Nicho Silalahi melalui akun Twitter pribadi miliknya menyinggung terkait kasus kemanusiaan yang terjadi namun Luhut tidak bersuara sama sekali.
“Giliran Ada Korban Pembantaian KM 50, Kanjuruhan, Peristiwa Bawaslu, Perampasan Tanah Rakyat, Upah Murah Bagi Buruh, Ga Kudengar Suaramu,” tutur Nicho Silalahi dikutip dari akun Twitter pribadi miliknya, Senin (5/12).
Kemudian, Nicho Silalahi juga mempertanyakan Luhut Binsar yang tidak bersuara pada korban pembantaian namun membela yang melanggar norma agama.
“Apakah Korban Itu Tidak Punya Hak Di Lindungi Negara?
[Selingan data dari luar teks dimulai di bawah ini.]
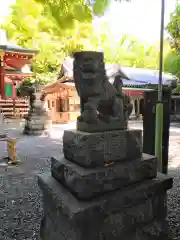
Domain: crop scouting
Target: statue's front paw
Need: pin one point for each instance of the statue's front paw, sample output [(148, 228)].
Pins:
[(90, 116)]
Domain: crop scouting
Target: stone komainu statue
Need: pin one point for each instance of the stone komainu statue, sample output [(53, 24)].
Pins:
[(100, 100)]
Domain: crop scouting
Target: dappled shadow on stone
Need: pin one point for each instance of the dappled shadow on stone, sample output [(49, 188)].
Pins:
[(174, 203)]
Giliran Ada Yang Orientasi Selangkangan Menyimpan Dari Norma Agama Lantang Suaramu?,” tandas Nicho Silalahi.
Sementara itu, Luhut berpendapat bahwa mereka juga warga negara Indonesia yang derajatnya sama dengan warga negara lainnya di hadapan hukum.
“Mereka punya hak untuk dilindungi negara karena mereka juga warga negara Indonesia,” ujar Luhut.
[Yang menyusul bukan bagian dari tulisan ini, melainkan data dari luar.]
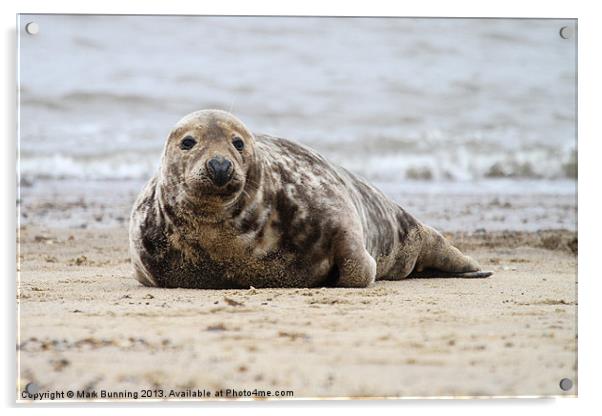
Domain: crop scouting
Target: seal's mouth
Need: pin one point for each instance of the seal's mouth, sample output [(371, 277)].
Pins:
[(207, 190)]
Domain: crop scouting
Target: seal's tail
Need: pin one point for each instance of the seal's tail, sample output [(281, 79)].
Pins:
[(439, 258)]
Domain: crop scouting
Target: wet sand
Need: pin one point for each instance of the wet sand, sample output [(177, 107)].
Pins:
[(85, 324)]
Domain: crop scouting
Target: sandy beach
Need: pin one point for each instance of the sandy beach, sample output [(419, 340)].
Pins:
[(85, 324)]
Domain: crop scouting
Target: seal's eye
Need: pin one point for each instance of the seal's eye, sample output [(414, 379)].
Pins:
[(238, 143), (187, 143)]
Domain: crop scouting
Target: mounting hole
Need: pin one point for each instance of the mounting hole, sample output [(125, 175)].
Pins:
[(566, 32), (32, 28), (32, 388), (566, 384)]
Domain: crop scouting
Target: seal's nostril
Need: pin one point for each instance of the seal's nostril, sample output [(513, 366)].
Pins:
[(220, 170)]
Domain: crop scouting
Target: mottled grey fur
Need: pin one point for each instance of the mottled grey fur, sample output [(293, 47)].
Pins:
[(288, 218)]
Oleh sebab itu, Luhut tidak setuju jika kelompok LGBT menjadi korban kekerasan di lingkungannya.
“Mereka pada dasarnya tidak mau juga seperti itu. Bagaimana kalau itu menimpa keluarga kita?” ujar Luhut. “Jangan cepat menghakimi oranglah, kalau berbeda diusir, dibunuh. Silakan refleksikan diri sendiri saja,” imbuhnya.
Sebelumnya ramai jadi pembicaraan rencana kunjungan utusan Amerika Serikat (AS) Utusan Khusus untuk Memajukan Hak Asasi Manusia bagi Lesbian, Gay, Biseksual, Transgender, Queer dan Interseks (LGBTQI+) Jessica Stern ke Indonesia. Kunjungan tersebut pun harus batal setelah mendapatkan sejumlah penolakan.
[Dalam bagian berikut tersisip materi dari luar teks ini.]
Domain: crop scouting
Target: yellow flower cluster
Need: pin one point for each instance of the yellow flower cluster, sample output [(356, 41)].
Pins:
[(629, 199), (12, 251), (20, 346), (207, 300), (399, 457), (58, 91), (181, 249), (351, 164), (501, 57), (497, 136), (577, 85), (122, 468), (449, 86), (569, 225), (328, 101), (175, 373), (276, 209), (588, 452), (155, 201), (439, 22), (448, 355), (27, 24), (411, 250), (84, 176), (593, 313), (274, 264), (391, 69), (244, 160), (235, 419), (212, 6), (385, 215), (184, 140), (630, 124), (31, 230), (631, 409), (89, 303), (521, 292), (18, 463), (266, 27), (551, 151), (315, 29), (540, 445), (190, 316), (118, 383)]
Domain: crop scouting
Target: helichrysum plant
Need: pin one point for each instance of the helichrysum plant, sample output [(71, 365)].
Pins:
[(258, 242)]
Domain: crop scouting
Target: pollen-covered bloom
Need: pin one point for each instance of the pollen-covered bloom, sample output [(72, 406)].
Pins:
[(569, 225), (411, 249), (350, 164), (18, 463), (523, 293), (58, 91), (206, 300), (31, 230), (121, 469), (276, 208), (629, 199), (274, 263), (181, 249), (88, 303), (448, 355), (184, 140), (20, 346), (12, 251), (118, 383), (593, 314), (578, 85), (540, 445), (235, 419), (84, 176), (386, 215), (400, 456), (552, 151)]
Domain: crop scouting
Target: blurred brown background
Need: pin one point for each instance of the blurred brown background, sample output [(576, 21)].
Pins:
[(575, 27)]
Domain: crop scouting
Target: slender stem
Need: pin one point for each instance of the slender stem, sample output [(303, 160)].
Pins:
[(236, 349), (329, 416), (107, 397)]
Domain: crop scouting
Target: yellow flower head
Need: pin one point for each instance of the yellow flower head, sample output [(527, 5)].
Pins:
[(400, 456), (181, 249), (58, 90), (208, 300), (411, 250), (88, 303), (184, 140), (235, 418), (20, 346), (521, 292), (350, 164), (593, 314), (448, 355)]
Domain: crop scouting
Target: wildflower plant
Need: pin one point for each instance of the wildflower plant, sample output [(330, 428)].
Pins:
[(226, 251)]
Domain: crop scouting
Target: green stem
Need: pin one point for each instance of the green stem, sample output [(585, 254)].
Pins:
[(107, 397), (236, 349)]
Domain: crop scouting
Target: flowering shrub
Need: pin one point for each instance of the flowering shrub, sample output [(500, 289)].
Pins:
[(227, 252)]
“Setelah berdiskusi dengan rekan-rekan kami di pemerintah Indonesia, kami telah memutuskan untuk membatalkan Kunjungan Utusan Khusus Stern ke Indonesia,” kata Duta Besar AS untuk Indonesia Sung Kim dikutip dari keterangan resmi Kedubes AS, Sabtu (3/12).
Sung Kim menyebut kokohnya hubungan AS dan Indonesia karena sama-sama menjunjung tinggi nilai-nilai demokrasi, hak asasi manusia, keragaman, dan toleransi.
Menurutnya, nilai-nilai tersebut harus berlaku untuk setiap anggota masyarakat, termasuk kelompok LGBTQI+.
“Demokrasi yang maju menolak kebencian, intoleransi, dan kekerasan terhadap kelompok mana pun, dan mendorong dialog yang mencerminkan keragaman luas di masyarakat mereka,” ujarnya.
Lebih lanjut, Sung Kim mengatakan bahwa dialog serta rasa saling menghormati satu sama lain penting diteruskan untuk menekan kekerasan dan diskriminasi terhadap kelompok LGBTQI+.